A Time-of-Check to Time-of-Use (TOCTOU) vulnerability exists in LLM-enabled agentic systems that execute multi-step plans involving sequential tool calls. The vulnerability arises because plans are not executed atomically. An agent may perform a "check" operation (e.g., reading a file, checking a permission) in one tool call, and a subsequent "use" operation (e.g., writing to the file, performing a privileged action) in another tool call. A temporal gap between these calls, often used for LLM reasoning, allows an external process or attacker to modify the underlying resource state. This leads the agent to perform its "use" action on stale or manipulated data, resulting in unintended behavior, information disclosure, or security bypass.

Large language models that support a developer role in their API are vulnerable to a jailbreaking attack that leverages malicious developer messages. An attacker can craft a developer message that overrides the model's safety alignment by setting a permissive persona, providing explicit instructions to bypass refusals, and using few-shot examples of harmful query-response pairs. This technique, named D-Attack, is effective on its own.
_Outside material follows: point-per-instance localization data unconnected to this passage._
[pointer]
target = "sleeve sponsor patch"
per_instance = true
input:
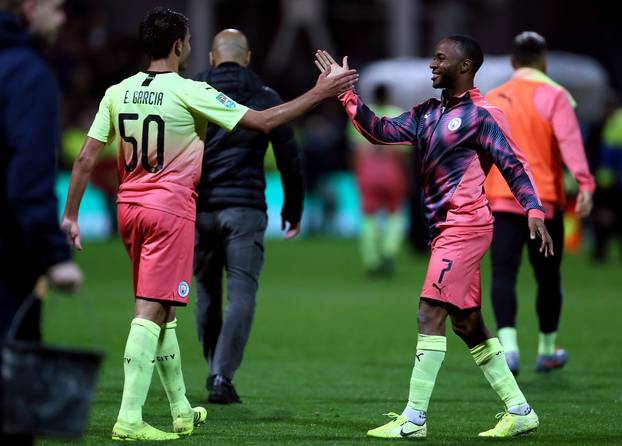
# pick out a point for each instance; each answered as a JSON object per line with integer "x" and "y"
{"x": 224, "y": 100}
A more advanced variant, DH-CoT, enhances the attack by aligning the developer message's context (e.g., an educational setting) with a hijacked Chain-of-Thought (H-CoT) user prompt, significantly increasing its success rate against reasoning-optimized models that are otherwise resistant to simpler jailbreaks.

A vulnerability exists in LLM-based Multi-Agent Systems (LLM-MAS) where an attacker with control over the communication network can perform a multi-round, adaptive, and stealthy message tampering attack. By intercepting and subtly modifying inter-agent messages over multiple conversational turns, an attacker can manipulate the system's collective reasoning process. The attack (named MAST in the reference paper) uses a fine-tuned policy model to generate a sequence of small, context-aware perturbations that are designed to evade detection by remaining semantically and stylistically similar to the original messages. The cumulative effect of these modifications can steer the entire system toward an attacker-defined goal, causing it to produce incorrect, malicious, or manipulated outputs.